Some Elders go to the nations and preach the Gospel of life and salvation, and return without thoroughly understanding the nature of a covenant. It is written in the Bible that every man should perform his own vows, even if to his own hurt; in this way you will show to all creation and to God that you are full of integrity.

This people have got to entirely wake out of their sleep, they have got to be a strictly righteous people, or they will have to meet worse things than a scanty morsel of bread.

Do they believe this? Some think—“Well, perhaps it will be so, and perhaps not. I have little flour now, and I really want the money, and if I can get twelve or thirteen dollars a hundred for it I can spare it.”

This is the principle some persons operate upon, and it is sectarianism.
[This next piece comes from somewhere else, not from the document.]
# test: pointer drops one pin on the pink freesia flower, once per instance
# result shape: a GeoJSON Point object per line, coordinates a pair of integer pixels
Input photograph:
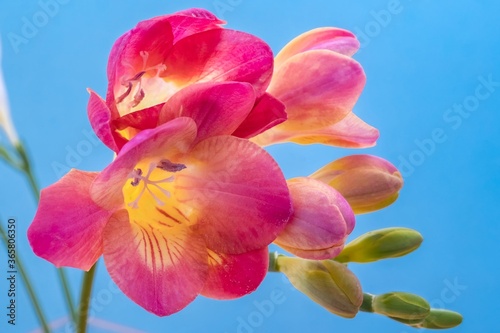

It seems of the longfaced deacon style, who, when a poor man wants flour for his wife and children, in measured tone and with a long religious face, says, “No;” but who, after long importunity on the part of the hungry man, will at last, in a very soft, measured, pious, longfaced, sighing style, reply, “Well, brother, I have not any to spare, but I don’t know but that if you will come and work for me a couple of days in harvest, I will spare you a bushel to accommodate you. I shall have to hire labor at harvest, can you come and help me?”

The answer is, “Yes,” when at the same time he knows that he can have two bushels a day for work in harvest, but the longfaced deacon will make him agree to work two days for one bushel.

I have heard of a man in this City who was stopped from building a house. Why? Because he got first-rate mechanics to work for five pounds of flour a day, which is at the rate of thirty cents a day. His Bishop told him that he could not build a house in his Ward upon any such principle.

Do you suppose that such a man is fit to belong to any church? Yes, to Joe Bowers’ church, and his was a hell-fired church.

You who have surplus flour hoarded up, give it to the poor, and say that you will trust in God.

The first year that I came into this valley I had not flour enough to last my family until harvest, and that I had brought with me, and persons were coming to my house every day for bread. I had the blues about one day; I went down to the old fort, and by the time I got back to my house I was completely cured. I said to my wife, “Do not let a person come here for food and go away empty handed, for if you do we shall suffer before harvest; but if you give to every individual that comes we shall have enough to last us through.”

I have proven this many a time, and we have again proven it this year. I have plenty on hand, and shall have plenty, if I keep giving away. More than two hundred persons eat from my provisions every day, besides my own family and those who work for I intend to keep doing so, that my bread may hold out, for if I do not I shall come short.

Do you believe that principle? I know it is true, because I have proven it so many times.

I have formerly told this community of a circumstance that occurred to brother Heber and myself, when we were on our way to England. We paid our passage to Kirtland, and to my certain knowledge we had only $13.50, but we paid out $87.00; this is but one instance among many which I could name.

You who have flour and meat, deal it out, and do not be afraid that you will be too much straightened, for if you will give, you will have plenty, for it is God who sustains us and we have got to learn this lesson. All I ask of you is to apply your heart to wisdom and to watch the providences of God, until you prove for yourselves that I am telling the truth, even that which I do know and have experienced.

I have experienced much in my life, and I will not ask you to do any better by one another nor by me than I do by you, and I will bless you all the time. I feel to bless you continually; my life is here, my interest, my glory, my pride, my comfort, my all are here, and all I expect to have, to all eternity is wrapped up in the midst of this Church.

If I do not get it in this channel, I shall not have it at all. How do you suppose I feel? I feel as a father should feel towards his children. I have felt so for many years, even when I durst not say so; I have felt as a mother feels towards her tender offspring, and durst not express my feelings; but I have tried to carry out their expression in my life. May God bless you. Amen.